Pero si vamos más allá de lo que se dice que se hace en las escuelas para intentar constatar lo que en verdad ocurre, nos llevaremos una sorpresa. En una clase, de responsabilidad ambiental, por ejemplo, se promoverá la conciencia ecológica pero no se vinculará con las actividades e intereses profesionales específicos de los estudiantes. Y en otra clase, una de economía de la empresa, por ejemplo, se machacará la importancia del crecimiento y el impulso al consumo para reactivar a un país, sin relacionarlos con los costos ambientales que se generarán. Lo que debería ser un sano matrimonio es una pareja discordante de divorciados, que viven sin hablarse en la misma casa.
Los estudiantes, que siempre aprenden, aunque no siempre lo que se les enseña, entienden perfectamente: deben integrar lo ecológico y lo económico. Lo primero, como un discurso políticamente correcto y hueco; lo segundo, como lo verdaderamente esencial. Como es fácil constatar, las instituciones educativas no son idílicos templos del saber sino modelos a escala de los problemas sociales. Esta realidad anula la posibilidad de que haya sido un accidente. Se trata de un riesgo permanente que, desgraciadamente, ocurrirá de nuevo.

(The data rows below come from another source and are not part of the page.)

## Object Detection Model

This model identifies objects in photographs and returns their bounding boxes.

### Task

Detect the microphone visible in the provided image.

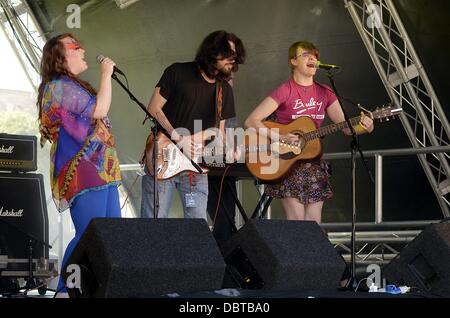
[316,61,341,70]
[97,54,125,76]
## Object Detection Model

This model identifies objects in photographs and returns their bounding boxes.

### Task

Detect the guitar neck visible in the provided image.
[304,116,361,141]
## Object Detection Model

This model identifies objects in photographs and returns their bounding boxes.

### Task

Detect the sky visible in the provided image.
[0,22,34,92]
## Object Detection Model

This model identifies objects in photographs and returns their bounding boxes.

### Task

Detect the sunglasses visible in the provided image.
[65,42,83,50]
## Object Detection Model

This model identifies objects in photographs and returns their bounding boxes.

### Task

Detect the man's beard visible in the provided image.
[217,67,233,80]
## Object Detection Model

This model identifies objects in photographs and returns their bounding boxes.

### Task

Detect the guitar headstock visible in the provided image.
[372,104,403,121]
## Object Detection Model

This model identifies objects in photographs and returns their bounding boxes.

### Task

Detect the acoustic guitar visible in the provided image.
[245,107,402,182]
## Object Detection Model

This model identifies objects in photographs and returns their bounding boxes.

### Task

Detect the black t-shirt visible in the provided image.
[156,62,236,134]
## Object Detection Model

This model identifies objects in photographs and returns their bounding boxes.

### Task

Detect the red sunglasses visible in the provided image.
[65,42,83,50]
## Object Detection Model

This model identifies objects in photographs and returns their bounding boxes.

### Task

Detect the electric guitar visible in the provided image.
[245,107,402,182]
[145,130,221,180]
[145,107,402,182]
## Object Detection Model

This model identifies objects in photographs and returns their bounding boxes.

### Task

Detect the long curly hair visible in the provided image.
[36,33,97,125]
[195,30,246,78]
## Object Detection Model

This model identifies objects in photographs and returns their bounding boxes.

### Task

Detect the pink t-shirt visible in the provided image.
[269,78,337,127]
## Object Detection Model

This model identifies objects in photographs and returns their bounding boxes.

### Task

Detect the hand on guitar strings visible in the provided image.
[359,112,374,134]
[177,135,203,159]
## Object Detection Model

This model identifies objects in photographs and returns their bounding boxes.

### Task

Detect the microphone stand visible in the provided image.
[111,72,159,219]
[327,69,375,290]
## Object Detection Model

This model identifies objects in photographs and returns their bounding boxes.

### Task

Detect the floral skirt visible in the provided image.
[264,160,333,204]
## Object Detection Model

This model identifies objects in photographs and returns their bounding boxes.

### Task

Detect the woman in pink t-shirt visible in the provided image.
[245,42,374,223]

¿Qué se podría hacer? Para empezar, dejar de cultivar conocimientos muertos y divorciados. Aprender menos de libros de texto escritos en otros países y más de lo que ocurre en la realidad inmediata de las y los estudiantes. Pasar de un abstracto discurso de sustentabilidad en general a uno enfocado sobre problemas concretos y actuales. Involucrar a profesores, estudiantes, padres y madres en la solución de lo que ocurre a su alrededor. En Sonora, ¿estarán aprovechando las preparatorias y las universidades este grave conflicto ambiental como oportunidad de aprendizaje para quienes tendrán que vivir en el futuro con la irremediable realidad de ríos envenenados?

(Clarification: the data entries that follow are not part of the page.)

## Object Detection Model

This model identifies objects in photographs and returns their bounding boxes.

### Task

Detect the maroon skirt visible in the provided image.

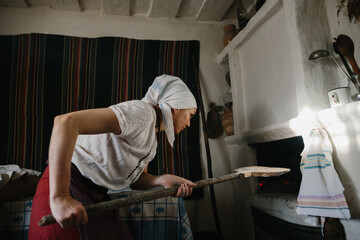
[29,164,133,240]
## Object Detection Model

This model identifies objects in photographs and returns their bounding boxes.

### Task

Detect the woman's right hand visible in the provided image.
[50,195,88,228]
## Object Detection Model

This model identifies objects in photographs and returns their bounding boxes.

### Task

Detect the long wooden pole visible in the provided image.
[38,166,290,226]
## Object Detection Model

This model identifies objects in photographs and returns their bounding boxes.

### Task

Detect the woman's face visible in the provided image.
[171,108,197,134]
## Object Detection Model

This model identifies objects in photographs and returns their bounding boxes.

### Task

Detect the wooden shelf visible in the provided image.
[217,0,281,64]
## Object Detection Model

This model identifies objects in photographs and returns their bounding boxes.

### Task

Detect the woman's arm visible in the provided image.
[131,166,196,197]
[49,108,121,227]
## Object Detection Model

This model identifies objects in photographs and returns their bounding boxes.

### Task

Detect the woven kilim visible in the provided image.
[0,34,202,197]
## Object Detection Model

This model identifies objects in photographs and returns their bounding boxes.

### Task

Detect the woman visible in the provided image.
[29,75,197,239]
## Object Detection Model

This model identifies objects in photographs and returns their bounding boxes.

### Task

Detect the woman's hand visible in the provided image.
[50,195,88,228]
[158,174,196,197]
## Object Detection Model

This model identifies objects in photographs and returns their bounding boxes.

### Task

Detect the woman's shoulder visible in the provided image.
[110,100,156,124]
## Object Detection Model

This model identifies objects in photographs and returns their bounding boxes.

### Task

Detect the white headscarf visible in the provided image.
[142,74,197,146]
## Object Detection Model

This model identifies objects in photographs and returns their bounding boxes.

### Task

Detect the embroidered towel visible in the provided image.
[296,129,350,218]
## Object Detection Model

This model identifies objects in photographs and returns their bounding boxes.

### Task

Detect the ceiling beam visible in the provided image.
[0,0,30,8]
[101,0,130,16]
[148,0,181,18]
[196,0,234,21]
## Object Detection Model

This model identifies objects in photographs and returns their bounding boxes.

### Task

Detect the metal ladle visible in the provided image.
[309,49,360,93]
[309,49,350,79]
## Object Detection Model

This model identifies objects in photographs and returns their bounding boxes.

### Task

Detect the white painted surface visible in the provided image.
[0,6,246,239]
[218,0,360,236]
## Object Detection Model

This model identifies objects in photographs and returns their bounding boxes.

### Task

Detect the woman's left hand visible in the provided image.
[159,174,196,197]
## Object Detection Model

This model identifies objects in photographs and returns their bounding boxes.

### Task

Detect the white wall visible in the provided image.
[0,8,246,239]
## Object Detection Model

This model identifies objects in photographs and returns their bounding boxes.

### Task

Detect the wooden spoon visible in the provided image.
[336,34,360,77]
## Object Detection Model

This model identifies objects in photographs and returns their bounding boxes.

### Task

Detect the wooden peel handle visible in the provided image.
[38,166,290,226]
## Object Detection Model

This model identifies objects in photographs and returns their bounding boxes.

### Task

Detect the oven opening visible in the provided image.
[254,136,304,194]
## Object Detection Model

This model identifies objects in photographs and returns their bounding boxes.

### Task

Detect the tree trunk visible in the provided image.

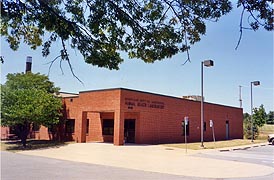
[16,122,30,148]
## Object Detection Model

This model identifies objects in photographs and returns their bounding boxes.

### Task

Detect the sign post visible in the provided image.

Como en la novela de García Márquez, estamos ante la crónica de una muerte anunciada. Los heraldos son esos rostros quemados, esos pescados hinchados y tóxicos, esas aguas que parecen plastilina derretida, esa educación esquizofrénica. Todo ecocidio no es más que un suicidio estúpido, de quien dispara al aire y luego se sorprende de que del cielo lluevan balas. Parece que seguirán cayendo. Y que nos seguiremos preguntando, asombrados, qué pasa.